Par ailleurs, le dénigrement suppose nécessairement une diffusion publique ou à des tiers, de sorte que des échanges internes ne peuvent constituer des actes de dénigrement.
En l'espèce, la société Procomm, spécialisée dans la vente et la conception de matériels et logiciels informatiques, a employé un salarié en qualité de technico-commercial, en charge notamment des comptes du secteur de la défense.
Ce dernier, après avoir démissionné, est devenu actionnaire et gérant d'une société concurrente, la société FMVS.
Estimant que son ancien salarié et la société FMVS avaient commis divers actes de concurrence déloyale (détournement d'informations confidentielles, désorganisation, détournement de clientèle, dénigrement), la société Procomm les a assigné en réparation de ses préjudices.

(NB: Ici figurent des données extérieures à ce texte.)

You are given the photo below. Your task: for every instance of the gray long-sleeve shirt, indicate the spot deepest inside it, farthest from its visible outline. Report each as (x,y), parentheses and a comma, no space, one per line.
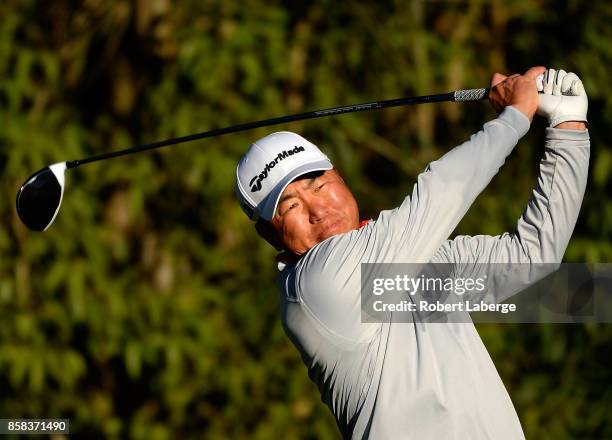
(428,380)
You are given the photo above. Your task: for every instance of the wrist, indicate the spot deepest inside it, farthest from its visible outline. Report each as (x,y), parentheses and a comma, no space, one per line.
(526,109)
(572,125)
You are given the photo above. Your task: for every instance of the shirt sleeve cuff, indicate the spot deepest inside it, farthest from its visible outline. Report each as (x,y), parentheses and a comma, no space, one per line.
(516,119)
(561,134)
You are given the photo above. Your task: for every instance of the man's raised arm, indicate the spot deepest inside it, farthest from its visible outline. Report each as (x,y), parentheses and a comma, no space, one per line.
(545,227)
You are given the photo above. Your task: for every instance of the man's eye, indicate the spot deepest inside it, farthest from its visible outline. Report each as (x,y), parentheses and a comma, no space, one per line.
(287,208)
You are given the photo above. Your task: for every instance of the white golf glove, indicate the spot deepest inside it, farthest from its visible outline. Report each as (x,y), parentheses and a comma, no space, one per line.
(562,97)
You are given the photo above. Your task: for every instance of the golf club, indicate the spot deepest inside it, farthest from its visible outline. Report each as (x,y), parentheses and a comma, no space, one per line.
(40,197)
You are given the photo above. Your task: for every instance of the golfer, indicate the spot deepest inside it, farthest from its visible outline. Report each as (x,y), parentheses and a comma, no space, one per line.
(417,380)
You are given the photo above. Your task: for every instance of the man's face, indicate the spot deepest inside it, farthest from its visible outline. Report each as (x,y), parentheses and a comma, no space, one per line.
(313,208)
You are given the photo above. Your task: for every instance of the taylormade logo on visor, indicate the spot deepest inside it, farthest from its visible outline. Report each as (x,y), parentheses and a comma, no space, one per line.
(256,181)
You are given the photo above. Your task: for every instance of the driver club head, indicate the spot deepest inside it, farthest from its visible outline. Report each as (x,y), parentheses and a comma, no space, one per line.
(39,198)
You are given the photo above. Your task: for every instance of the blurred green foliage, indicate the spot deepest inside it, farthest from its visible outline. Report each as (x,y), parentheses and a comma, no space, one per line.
(149,309)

Les juges du fond condamnent la société FMVS à indemniser Procomm pour un préjudice moral et un préjudice lié au traitement du litige, mais rejette les demandes au titre du préjudice matériel et des mesures d'interdiction ou de publicité.
Saisie, la Cour de cassation était amenée à se prononcer sur deux questions :
- Le détournement d'informations confidentielles par un concurrent permet-il de présumer l'existence d'un préjudice économique, ou la victime doit-elle en rapporter la preuve ? Sur ce point, la Cour confirme la position de la cour d'appel. S'il est vrai que l'existence d'un préjudice moral peut être déduite d'un acte de concurrence déloyale par appropriation d'informations confidentielles, en revanche, lorsqu'un demandeur invoque en outre un préjudice matériel (perte subie, gain manqué ou perte de chance), il doit en rapporter la preuve. Or, au cas présent, la société Procomm n'avait démontrée aucune manœuvre déloyale ni aucun acte de concurrence déloyale par détournement de clientèle ou de commandes ;
- Des courriels internes, contenant des propos critiques sur un concurrent, peuvent-ils constituer un acte de dénigrement fautif sans démontrer que ces mails auraient été rendus publics ? C'est sur cette question que la Cour de cassation censure les juges du fond. Au visa de l', la Haute Juridiction rappelle qu' « Un propos dénigrant ne peut constituer un acte de concurrence déloyale que s'il est rendu public ». En l'occurrence, les courriels échangés étaient internes et il n'était pas démontré qu'ils avaient été communiqués à des tiers à la société FMVS, de sorte qu'en se fondant sur ces seuls courriels internes pour caractériser un dénigrement et condamner FMVS à indemniser Procomm, la cour d'appel a privé sa décision de base légale.